Selon l’article 514 du code de procédure civile, les décisions de première instance sont exécutoires de droit à titre provisoire à moins que la loi ou la décision rendue n’en dispose autrement. Selon le dernier alinéa de l’article 514-1 du même code, le juge ne peut toutefois pas écarter l’exécution provisoire de droit lorsqu’il statue en référé.
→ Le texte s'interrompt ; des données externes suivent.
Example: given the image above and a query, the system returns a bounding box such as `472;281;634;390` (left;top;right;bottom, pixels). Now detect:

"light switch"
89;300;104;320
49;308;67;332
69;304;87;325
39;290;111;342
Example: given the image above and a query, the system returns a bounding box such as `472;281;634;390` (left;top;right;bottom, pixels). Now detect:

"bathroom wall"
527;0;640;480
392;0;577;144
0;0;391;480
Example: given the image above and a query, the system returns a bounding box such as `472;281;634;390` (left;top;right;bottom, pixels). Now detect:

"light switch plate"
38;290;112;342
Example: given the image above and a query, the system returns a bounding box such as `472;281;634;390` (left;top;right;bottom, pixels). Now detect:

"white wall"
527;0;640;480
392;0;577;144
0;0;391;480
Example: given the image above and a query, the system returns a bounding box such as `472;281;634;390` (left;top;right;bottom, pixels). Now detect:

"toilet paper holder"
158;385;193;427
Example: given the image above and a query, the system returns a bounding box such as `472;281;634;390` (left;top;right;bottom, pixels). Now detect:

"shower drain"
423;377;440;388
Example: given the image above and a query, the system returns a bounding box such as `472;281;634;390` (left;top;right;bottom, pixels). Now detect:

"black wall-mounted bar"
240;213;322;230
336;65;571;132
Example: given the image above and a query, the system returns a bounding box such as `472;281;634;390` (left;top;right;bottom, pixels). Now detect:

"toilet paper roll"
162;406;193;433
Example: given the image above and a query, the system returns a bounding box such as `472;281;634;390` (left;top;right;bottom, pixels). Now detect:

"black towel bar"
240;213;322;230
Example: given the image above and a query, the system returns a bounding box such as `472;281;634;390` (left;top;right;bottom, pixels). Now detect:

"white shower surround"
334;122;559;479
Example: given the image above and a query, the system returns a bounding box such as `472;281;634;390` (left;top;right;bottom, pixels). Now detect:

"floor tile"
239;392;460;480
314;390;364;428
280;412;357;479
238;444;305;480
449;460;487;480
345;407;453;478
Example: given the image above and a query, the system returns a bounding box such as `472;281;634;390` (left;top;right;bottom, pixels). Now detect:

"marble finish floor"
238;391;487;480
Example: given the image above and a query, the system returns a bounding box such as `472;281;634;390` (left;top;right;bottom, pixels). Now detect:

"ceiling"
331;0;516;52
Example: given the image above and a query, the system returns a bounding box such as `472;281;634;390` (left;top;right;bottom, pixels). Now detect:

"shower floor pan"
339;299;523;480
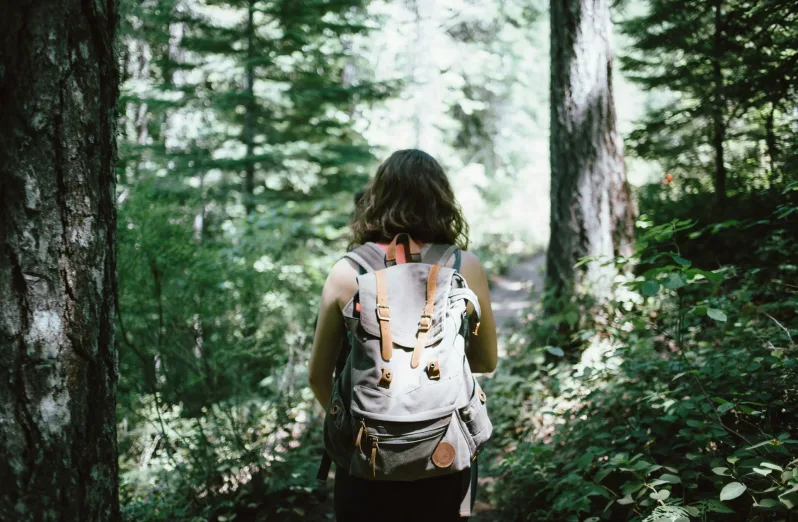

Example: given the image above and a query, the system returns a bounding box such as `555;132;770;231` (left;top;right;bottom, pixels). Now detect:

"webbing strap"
449;288;482;321
316;451;332;481
374;270;393;362
460;468;473;517
410;265;441;368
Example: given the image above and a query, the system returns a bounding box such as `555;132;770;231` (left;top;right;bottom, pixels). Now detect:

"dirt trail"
471;252;546;522
490;252;546;357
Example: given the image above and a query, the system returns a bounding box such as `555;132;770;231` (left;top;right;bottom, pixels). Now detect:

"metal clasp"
418;314;432;332
377;304;391;322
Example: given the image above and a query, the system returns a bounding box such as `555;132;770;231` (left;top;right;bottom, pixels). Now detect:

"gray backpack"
324;234;493;516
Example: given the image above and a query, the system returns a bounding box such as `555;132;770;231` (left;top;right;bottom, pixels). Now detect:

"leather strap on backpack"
374;270;393;362
416;265;441;368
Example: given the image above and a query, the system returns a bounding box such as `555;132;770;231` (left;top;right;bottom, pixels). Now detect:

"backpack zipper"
371;437;380;478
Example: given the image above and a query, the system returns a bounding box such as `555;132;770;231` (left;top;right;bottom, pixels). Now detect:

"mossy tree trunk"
0;0;119;522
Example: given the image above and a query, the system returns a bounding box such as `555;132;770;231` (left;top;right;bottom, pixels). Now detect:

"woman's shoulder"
324;257;359;309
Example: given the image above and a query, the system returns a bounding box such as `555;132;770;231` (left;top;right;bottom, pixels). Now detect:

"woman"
309;150;497;522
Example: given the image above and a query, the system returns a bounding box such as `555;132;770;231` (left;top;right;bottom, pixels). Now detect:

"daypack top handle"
385;232;421;266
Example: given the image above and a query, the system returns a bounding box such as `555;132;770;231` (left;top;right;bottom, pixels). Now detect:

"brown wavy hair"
350;149;468;250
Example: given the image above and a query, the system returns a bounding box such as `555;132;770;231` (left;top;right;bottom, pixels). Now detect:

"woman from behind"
309;150;497;522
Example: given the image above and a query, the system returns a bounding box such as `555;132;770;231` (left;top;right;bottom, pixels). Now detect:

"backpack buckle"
418;314;432;332
377;304;391;322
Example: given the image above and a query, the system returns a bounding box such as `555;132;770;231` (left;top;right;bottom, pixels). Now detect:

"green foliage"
489;199;798;522
117;0;389;521
620;0;798;195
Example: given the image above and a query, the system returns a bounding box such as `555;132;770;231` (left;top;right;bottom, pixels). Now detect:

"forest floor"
310;252;546;522
471;252;546;522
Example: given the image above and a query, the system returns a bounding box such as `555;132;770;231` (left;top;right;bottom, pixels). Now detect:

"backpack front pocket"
324;380;355;469
350;414;470;480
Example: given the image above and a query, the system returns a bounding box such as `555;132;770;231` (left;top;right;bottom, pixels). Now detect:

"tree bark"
712;0;726;210
0;0;119;522
244;0;255;216
546;0;635;300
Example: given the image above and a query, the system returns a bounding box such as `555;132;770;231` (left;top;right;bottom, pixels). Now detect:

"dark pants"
335;461;477;522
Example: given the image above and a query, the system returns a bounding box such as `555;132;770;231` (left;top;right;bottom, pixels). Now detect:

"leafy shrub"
489;194;798;522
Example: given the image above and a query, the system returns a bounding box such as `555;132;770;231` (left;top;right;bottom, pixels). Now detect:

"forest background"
0;0;798;522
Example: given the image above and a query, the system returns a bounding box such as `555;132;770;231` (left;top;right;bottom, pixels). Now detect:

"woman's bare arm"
308;259;357;408
460;252;499;373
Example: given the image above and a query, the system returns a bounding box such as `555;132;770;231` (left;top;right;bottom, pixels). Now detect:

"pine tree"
546;0;635;302
0;0;119;522
621;0;798;203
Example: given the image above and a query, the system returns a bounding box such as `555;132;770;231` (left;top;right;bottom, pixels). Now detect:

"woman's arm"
460;252;499;373
308;259;357;408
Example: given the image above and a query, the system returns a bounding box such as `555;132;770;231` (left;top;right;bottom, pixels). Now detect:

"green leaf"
671;254;692;266
660;473;682;484
707;308;726;323
593;468;615;482
779;482;798;509
720;482;747;501
649;489;671;500
640;281;659;297
664;272;687;290
621;480;643;495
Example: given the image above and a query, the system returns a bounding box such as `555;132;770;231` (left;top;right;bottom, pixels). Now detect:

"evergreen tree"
0;0;119;522
621;0;798;207
546;0;635;303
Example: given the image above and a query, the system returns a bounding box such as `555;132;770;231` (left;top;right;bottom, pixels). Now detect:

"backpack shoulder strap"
421;243;460;271
344;243;385;273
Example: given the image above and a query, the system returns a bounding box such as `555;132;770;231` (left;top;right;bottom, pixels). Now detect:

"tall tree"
0;0;119;522
546;0;635;299
621;0;798;198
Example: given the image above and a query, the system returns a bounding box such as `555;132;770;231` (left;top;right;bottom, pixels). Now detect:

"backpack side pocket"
324;379;355;470
457;379;493;460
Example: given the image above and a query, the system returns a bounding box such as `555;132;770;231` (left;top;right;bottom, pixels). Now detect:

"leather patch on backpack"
432;441;454;468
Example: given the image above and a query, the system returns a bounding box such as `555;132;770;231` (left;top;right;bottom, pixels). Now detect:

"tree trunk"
546;0;635;300
0;0;119;522
244;0;255;216
712;0;726;210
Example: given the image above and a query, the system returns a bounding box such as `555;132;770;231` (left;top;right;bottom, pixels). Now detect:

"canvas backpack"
324;234;493;516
La présente ordonnance sera donc assortie de l’exécution provisoire.
PAR CES MOTIFS,
Le juge des contentieux de la protection, statuant après débats publics, par ordonnance mise à disposition au greffe, contradictoire et en premier ressort,
AU PRINCIPAL, renvoyons les parties à se pourvoir ainsi qu’il appartiendra mais dès à présent, vu l’absence de contestation sérieuse,
CONSTATE que la dette locative visée dans le commandement de payer du 14 novembre 2024 n’a pas été réglée dans le délai de deux mois,
CONSTATE, en conséquence, que le contrat conclu le 30 octobre 2023 entre la SA ELOGIE-SIEMP, d’une part, et M. [X] [B], d’autre part, concernant les locaux situés au [Adresse 3] – à [Localité 8] est résilié depuis le 15 janvier 2025,
CONDAMNE M. [X] [B] à payer à la SA ELOGIE-SIEMP la somme de 2.417,65 euros (deux mille quatre cent dix-sept euros et soixante-cinq centimes) à titre de provision sur l’arriéré locatif arrêté au 29 octobre 2025, avec intérêts au taux légal à compter de l’assignation,
ACCORDE à M. [X] [B] un délai de paiement de 36 mois pour s’acquitter de sa dette locative résiduelle organisé comme suit :
6 mois de moratoire dans l’attente du versement du FSL en cours et à compter de la signification de la présente décision ;et pendant les 30 mois qui suivront, en plus du loyer courant, une somme minimale de 67 euros (soixante-sept euros), la dernière échéance étant majorée du solde de la dette en principal, intérêts et frais,
DIT que le premier règlement devra intervenir le 7ème mois et en même temps que le loyer sauf meilleur accord entre les parties,
SUSPEND les effets de la clause résolutoire pendant l’exécution des délais de paiement accordés à M. [X] [B],
DIT que si les délais accordés sont entièrement respectés, la clause résolutoire sera réputée n’avoir jamais été acquise,
DIT qu’en revanche, pour le cas où une mensualité, qu’elle soit due au titre du loyer et des charges courants ou de l’arriéré, resterait impayée quinze jours après l’envoi d’une mise en demeure par lettre recommandée avec avis de réception,
le bail sera considéré comme résilié de plein droit depuis le 15 janvier 2025,
le solde de la dette deviendra immédiatement exigible,
le bailleur pourra, à défaut de libération spontanée des lieux et dès l’expiration d’un délai de deux mois suivant la délivrance d’un commandement d’avoir à libérer les lieux, faire procéder à l’expulsion de M. [X] [B] et à celle de tous occupants de son chef, au besoin avec l’assistance de la force publique et d’un serrurier,
le sort des meubles sera régi conformément aux dispositions des articles L. 433-1 et L. 433-2 du code des procédures civiles d’exécution,
M. [X] [B] sera condamné à verser à titre de provision à la SA ELOGIE-SIEMP une indemnité d’occupation mensuelle égale au montant des loyers et charges qui auraient été dus en cas de poursuite du bail, et ce, jusqu’à la date de libération effective et définitive des lieux,
RAPPELLE que la présente ordonnance est exécutoire de droit à titre provisoire,
DÉBOUTE la SA ELOGIE-SIEMP de sa demande au titre de l’article 700 du code de procédure civile,
CONDAMNE M. [X] [B] aux dépens comprenant notamment le coût du commandement de payer du 14 novembre 2024 et celui de l’assignation du 5 mars 2025.
Ainsi jugé par mise à disposition au greffe le 12 janvier 2026, et signé par le juge et le greffier susnommés.